While the employer’s Vice President of Administration and Shared Services (VP) retained “ultimate termination authority,” the Court found that the VP had merely “directed th[e] issue to [his subordinate] for handling.” In testimony the subordinate HR director described her role in the “termination as a joint ‘decision that was made between myself and [the VP].” Additionally, the HR director had exercised control over the plaintiff’s schedule and conditions of employment relating to her return from FMLA leave.

Specifically, the Court found that the HR director: (a) reviewed plaintiff’s FMLA paperwork; (b) determined its adequacy; (c) controlled plaintiff’s ability to return to work and under what conditions; and (d) sent nearly every communication regarding her leave and employment (including the letter that ultimately communicated her termination). As such, a “rational jury could find, under the totality of the circumstances, that [the HR director] exercised sufficient control over [plaintiff’s] employment to be subject to liability under the FMLA.”

As to the FMLA violation, the Court noted that “we cannot help but note, however, that in making this still rather oblique request, [the HR director] studiously avoided responding to any of [the plaintiff’s] pleas for clarification on ‘what [paperwork] you would specifically like me to obtain’ and for transmission of any 6 specific desired FMLA forms. And such unresponsiveness may itself run afoul of the FMLA’s explicit requirement that employers ‘responsively answer questions from employees concerning their rights and responsibilities under the FMLA’.”

The Court concluded that “in light of our conclusion that a jury can find that [the employer] interfered with [the plaintiff’s] leave, the first of the district court’s grounds no longer supports a grant of summary judgment.”

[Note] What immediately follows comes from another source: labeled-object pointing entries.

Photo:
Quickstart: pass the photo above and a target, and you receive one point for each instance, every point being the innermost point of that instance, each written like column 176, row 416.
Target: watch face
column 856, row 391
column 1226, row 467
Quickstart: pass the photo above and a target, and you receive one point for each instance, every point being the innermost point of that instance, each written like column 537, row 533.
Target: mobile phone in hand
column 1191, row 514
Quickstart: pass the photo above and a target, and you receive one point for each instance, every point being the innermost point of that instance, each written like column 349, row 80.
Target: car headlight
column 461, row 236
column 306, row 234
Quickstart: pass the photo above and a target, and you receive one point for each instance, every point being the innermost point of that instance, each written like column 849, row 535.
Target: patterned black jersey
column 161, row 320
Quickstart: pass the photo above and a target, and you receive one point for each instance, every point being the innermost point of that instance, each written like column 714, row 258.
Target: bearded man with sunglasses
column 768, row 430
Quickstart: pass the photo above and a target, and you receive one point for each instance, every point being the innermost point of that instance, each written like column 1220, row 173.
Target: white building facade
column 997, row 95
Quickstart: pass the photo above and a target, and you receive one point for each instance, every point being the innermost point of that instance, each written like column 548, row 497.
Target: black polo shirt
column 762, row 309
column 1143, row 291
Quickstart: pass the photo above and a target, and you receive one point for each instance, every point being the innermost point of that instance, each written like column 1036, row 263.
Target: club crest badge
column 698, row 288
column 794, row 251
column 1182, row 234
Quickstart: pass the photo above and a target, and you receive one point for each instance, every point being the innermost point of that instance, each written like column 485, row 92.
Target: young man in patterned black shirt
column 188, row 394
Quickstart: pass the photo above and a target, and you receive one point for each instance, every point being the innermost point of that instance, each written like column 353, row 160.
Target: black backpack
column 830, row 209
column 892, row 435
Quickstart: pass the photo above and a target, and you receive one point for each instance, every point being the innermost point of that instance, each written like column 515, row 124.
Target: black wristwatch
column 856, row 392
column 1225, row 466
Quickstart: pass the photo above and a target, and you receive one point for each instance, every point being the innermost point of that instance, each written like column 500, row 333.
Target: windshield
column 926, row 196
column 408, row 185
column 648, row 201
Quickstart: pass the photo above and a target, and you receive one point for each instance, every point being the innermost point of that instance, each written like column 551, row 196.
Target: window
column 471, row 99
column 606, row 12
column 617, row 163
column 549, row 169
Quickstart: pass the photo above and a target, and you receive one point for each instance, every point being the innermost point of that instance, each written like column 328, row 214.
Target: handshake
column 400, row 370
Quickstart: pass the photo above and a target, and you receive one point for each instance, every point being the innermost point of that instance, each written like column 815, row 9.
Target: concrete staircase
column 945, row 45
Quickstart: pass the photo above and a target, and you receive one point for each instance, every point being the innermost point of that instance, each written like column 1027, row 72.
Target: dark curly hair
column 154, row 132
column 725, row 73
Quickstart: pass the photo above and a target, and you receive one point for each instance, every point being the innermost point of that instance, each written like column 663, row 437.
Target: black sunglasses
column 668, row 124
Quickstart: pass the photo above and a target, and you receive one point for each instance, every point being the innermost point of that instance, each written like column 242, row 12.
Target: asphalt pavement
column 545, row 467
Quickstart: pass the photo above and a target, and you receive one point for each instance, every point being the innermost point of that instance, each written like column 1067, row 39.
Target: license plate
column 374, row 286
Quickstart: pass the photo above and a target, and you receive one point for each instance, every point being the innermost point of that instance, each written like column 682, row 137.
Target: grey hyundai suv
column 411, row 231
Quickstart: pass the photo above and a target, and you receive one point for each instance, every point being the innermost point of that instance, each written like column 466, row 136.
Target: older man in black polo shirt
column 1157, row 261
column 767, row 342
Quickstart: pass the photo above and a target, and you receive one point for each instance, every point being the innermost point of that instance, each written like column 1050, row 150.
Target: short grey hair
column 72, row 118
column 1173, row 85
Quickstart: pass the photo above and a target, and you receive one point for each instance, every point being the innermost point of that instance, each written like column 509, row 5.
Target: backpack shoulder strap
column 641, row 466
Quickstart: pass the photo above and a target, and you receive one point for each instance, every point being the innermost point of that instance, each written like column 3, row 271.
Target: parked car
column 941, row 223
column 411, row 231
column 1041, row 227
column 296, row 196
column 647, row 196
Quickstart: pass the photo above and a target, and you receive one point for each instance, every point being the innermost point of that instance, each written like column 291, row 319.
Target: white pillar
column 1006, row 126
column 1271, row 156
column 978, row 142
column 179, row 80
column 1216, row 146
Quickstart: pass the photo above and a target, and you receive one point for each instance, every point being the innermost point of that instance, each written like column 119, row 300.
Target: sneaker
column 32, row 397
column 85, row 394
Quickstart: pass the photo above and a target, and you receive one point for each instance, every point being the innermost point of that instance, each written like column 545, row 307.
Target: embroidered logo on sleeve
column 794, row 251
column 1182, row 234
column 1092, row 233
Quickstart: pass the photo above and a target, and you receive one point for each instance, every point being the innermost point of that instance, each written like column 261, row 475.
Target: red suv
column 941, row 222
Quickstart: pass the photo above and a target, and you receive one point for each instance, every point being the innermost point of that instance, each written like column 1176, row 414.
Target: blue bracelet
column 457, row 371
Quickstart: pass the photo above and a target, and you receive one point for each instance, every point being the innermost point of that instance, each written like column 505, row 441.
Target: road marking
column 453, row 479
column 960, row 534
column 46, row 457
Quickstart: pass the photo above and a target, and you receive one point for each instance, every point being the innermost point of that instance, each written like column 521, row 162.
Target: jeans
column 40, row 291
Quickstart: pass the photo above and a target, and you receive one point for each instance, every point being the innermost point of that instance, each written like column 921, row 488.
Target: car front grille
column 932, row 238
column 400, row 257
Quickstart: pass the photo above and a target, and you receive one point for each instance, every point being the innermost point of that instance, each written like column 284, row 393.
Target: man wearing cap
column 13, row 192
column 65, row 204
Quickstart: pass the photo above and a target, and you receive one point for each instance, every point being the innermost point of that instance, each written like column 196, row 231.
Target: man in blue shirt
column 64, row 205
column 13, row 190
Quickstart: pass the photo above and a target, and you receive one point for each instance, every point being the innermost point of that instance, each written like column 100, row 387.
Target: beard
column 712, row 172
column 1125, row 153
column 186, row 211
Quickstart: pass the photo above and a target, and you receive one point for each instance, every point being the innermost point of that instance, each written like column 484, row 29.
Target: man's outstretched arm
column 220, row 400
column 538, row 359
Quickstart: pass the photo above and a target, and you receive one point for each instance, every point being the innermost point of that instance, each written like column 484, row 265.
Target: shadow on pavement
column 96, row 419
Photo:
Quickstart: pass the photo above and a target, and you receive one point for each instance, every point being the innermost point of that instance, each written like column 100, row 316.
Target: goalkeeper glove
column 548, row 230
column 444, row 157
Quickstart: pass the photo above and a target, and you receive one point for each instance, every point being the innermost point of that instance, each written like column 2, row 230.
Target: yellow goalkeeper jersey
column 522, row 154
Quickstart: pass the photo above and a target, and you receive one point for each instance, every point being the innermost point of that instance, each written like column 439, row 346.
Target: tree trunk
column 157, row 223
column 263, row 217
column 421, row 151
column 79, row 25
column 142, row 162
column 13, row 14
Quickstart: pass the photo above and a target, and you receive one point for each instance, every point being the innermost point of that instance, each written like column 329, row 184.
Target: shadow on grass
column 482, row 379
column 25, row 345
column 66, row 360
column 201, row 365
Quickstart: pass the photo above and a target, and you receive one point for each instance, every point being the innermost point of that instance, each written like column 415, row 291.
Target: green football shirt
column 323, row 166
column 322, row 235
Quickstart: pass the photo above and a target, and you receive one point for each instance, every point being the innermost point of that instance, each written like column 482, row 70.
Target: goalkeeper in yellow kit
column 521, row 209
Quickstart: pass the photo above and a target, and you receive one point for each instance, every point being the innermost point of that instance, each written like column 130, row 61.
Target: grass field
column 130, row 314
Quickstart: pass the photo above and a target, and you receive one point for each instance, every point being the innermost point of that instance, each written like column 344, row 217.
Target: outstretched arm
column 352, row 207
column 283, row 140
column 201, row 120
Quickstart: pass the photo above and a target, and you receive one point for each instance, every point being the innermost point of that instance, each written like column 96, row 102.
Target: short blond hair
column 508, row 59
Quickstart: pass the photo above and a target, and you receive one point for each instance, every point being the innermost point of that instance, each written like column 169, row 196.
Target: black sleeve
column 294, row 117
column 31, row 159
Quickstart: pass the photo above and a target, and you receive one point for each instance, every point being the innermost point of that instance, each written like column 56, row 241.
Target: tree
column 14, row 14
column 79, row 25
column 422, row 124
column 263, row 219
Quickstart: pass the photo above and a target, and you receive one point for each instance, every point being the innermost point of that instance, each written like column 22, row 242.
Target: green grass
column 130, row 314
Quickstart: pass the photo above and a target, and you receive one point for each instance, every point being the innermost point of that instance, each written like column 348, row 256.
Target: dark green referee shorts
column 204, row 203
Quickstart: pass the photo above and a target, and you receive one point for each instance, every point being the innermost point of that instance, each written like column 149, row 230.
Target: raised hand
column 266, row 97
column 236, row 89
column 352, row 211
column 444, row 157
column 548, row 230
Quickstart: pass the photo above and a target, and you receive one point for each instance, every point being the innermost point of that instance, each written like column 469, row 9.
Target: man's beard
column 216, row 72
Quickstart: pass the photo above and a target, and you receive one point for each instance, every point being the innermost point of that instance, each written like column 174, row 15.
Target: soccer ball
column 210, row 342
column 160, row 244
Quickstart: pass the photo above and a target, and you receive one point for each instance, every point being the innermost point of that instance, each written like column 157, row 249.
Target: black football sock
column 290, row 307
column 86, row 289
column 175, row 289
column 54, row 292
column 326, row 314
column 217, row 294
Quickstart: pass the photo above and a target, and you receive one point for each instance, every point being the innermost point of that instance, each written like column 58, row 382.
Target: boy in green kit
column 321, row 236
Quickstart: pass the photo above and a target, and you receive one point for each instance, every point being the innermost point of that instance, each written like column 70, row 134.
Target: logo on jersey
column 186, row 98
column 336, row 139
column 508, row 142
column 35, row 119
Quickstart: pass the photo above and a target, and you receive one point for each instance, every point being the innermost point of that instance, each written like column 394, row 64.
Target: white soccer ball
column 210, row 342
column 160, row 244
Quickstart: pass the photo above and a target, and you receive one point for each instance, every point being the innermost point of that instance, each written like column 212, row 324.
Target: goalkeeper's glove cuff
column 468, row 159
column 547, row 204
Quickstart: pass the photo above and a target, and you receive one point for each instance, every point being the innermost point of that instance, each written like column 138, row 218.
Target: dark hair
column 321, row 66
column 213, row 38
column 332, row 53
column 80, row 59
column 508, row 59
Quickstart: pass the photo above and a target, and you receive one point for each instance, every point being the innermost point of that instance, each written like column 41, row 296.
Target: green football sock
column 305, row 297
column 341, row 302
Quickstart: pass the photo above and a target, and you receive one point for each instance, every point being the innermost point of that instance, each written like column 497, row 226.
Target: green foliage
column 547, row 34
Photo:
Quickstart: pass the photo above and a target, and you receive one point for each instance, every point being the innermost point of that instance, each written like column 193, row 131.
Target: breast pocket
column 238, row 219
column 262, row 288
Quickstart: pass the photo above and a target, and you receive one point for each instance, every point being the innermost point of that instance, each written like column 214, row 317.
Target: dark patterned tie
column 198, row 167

In light of this startling Circuit Court opinion, employers may wish to consider the ramifications of this case as they analyze their organizational structure, chain-of-command, policy, procedures, and training systems. It’s one thing to deliberately decide as a business to subject lower level managers to individual employer liability, but something quite else for it to happen accidentally.